What can a will maker do about leaving a large inheritance to young children?

As discussed in a previous post, children that lose both their parents will inherit at 21 if the parents die without a Will.

At 21 the human brain is not fully developed. Leaving someone their entire inheritance at 21 to manage on their own is not wise.

What should you do then?

There is no one answer.

The age of your children is a factor.

If your children are 16 or 17 years old it’s quite different from having children that are 2 or 3 years old.

With very young children there is no way of telling how they will be with money when older.

At 16 or 17 some children display remarkable levels of maturity. Some are mini-business tycoons wheeling and dealing with their peers and making money. Rare but it can happen.

Making a gift of a lump sum first

If your child or children are the rare few who are good with money at 16 or 17 you may have some confidence letting them receive a larger part of their estate at 21.

However, if the children are clueless about money even though they are older forget about giving them a large sum of money at 21.

Instead you could make a gift of a fixed sum to your children at 21. It could be $10,000,  $20,000 or even $50,000. Enough to last for a while. Then lock away the rest till later.

Delay the ‘vesting’ age at which children get the money

Instead of letting children receive their entire inheritance at 21 appoint a trustworthy person as executor and trustee. Then you could delay the age at which your children receive their entire inheritance to perhaps 25 or 30.

This gives your children a chance to grow up and mature first before the money ends up in their hands.

Make a Will with powers of maintenance and powers of advancement

Consider making a Will with a power of maintenance and power of advancement clause.

That way you can safely delay the age at which the full inheritance is to be released. 25, 28, 30. You decide.

Powers of maintenance and advancement gives your trustees the discretion to release funds earlier before your children receive their full inheritance.

So if before they reach the vesting age (say 30) the lump sum you leave to them at 21 is gone  they can go to the trustee and ask for funds to be released early for their maintenance, education, benefit or advancement.

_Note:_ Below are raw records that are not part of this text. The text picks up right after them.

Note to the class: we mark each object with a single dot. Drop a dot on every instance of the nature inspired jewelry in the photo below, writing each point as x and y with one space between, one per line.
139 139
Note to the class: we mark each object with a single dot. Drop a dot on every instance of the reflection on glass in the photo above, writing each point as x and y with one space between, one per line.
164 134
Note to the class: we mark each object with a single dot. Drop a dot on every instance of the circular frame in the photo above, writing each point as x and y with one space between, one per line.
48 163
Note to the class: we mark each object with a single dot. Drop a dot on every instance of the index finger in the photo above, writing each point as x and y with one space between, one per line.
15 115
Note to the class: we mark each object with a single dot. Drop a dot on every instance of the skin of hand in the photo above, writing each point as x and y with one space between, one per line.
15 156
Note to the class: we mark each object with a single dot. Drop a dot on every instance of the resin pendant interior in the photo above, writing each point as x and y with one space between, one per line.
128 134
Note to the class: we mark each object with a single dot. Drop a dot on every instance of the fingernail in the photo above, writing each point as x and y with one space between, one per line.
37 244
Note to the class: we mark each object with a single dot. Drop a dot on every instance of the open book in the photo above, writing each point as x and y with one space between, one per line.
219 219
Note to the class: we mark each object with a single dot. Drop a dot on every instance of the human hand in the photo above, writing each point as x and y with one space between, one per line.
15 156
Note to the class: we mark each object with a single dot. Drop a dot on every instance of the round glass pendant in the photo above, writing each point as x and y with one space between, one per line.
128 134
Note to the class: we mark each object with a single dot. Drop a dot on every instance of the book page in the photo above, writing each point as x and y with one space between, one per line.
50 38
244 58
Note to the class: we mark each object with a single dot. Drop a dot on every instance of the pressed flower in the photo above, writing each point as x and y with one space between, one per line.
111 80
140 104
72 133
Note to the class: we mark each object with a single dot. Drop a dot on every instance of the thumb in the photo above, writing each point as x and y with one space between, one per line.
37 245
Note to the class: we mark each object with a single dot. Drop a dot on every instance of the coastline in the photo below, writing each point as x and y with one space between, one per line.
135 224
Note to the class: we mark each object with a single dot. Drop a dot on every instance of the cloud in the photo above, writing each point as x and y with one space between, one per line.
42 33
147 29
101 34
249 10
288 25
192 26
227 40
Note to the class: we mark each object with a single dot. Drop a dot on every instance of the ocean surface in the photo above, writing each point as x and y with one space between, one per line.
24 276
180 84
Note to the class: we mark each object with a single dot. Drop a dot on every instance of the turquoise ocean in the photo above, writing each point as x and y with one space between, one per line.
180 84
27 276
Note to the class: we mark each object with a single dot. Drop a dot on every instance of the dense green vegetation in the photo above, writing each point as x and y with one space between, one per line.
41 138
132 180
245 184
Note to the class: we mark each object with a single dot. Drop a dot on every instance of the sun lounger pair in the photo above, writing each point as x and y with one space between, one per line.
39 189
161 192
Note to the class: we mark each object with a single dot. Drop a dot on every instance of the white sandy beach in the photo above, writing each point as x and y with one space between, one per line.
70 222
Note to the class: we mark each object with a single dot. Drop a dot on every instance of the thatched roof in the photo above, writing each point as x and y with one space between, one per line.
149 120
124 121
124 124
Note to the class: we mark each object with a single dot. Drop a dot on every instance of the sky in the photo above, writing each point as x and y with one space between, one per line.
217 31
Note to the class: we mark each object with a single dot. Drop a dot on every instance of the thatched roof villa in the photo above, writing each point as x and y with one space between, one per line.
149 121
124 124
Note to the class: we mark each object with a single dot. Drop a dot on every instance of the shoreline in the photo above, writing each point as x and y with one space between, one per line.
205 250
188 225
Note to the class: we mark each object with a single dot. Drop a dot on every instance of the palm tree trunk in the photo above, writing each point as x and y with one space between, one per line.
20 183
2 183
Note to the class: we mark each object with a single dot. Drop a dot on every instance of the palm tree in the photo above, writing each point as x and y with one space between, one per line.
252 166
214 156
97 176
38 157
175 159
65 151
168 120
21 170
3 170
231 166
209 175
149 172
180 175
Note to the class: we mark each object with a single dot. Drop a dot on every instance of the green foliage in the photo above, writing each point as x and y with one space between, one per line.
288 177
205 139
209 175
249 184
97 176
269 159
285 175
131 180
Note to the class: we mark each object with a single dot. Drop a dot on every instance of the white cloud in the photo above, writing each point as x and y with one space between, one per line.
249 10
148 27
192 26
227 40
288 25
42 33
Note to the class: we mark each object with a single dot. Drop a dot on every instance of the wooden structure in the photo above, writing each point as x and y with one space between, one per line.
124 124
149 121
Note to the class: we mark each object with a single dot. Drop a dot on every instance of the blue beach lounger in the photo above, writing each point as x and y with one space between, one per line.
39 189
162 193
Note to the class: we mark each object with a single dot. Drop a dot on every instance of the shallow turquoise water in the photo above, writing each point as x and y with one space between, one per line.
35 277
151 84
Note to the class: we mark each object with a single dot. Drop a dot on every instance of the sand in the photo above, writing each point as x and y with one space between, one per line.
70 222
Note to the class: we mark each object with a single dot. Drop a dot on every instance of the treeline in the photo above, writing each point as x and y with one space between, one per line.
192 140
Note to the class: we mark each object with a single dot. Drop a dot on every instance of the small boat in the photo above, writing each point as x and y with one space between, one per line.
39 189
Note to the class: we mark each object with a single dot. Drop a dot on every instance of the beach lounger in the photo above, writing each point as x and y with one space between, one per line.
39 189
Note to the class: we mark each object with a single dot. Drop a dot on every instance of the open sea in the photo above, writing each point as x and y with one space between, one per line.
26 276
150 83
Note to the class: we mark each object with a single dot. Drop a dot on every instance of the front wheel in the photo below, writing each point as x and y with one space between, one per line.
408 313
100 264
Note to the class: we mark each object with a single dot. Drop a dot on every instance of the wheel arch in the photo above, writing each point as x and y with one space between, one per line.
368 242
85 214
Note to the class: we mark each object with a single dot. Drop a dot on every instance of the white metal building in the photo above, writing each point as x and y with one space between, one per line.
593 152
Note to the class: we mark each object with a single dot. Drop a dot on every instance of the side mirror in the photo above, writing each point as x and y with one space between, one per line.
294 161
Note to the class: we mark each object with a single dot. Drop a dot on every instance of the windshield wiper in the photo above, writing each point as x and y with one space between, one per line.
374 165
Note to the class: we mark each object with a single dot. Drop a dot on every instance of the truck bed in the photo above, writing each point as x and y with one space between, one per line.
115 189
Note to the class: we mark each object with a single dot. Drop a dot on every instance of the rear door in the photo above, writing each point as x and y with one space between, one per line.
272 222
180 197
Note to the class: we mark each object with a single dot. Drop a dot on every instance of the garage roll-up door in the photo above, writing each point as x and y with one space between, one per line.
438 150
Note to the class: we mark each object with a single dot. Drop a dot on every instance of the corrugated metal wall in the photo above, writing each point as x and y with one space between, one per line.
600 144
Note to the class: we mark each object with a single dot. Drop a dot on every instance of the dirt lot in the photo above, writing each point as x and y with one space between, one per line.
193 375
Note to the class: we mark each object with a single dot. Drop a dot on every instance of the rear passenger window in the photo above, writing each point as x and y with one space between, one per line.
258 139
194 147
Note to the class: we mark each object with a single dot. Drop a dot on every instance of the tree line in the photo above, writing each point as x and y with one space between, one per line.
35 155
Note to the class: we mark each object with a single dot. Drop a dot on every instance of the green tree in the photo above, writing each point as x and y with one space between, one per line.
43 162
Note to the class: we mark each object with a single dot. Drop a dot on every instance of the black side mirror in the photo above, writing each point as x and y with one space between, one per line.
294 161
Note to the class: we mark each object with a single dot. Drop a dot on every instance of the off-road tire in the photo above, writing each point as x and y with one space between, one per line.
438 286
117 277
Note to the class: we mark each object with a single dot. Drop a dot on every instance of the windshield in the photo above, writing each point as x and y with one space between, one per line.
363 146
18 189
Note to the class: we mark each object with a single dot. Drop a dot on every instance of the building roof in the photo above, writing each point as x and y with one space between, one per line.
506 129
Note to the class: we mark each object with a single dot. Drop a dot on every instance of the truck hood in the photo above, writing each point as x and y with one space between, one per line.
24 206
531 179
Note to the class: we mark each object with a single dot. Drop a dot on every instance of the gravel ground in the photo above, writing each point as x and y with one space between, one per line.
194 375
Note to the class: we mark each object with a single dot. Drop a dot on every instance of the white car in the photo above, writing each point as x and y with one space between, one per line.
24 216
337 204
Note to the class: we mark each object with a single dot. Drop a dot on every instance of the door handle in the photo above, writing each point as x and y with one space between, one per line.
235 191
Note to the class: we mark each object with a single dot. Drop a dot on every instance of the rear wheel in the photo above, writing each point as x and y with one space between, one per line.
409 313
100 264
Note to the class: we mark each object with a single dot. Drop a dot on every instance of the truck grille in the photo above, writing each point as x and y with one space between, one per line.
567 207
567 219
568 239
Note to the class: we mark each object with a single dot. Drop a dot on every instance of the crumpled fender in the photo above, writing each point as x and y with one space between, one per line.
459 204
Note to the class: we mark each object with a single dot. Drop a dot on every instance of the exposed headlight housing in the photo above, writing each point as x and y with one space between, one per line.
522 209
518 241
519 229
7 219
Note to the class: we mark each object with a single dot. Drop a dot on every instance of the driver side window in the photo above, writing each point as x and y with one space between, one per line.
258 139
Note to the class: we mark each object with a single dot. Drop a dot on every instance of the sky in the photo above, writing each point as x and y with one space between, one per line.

This way your children will not end up destitute. More importantly by delaying release of their inheritance the chances of the money lasting longer will be increased.

At EzWills all our Wills have a standard clause giving powers of maintenance and advancement to the trustee.

Protecting your children from having too much money too young

If no thought is put into protecting children from the effects of a large inheritance whilst they are still young it compounds the tragedy of losing both parents.

If you have young children and do not make a Will you will leave your children with the burden of managing their inheritance alone at 21.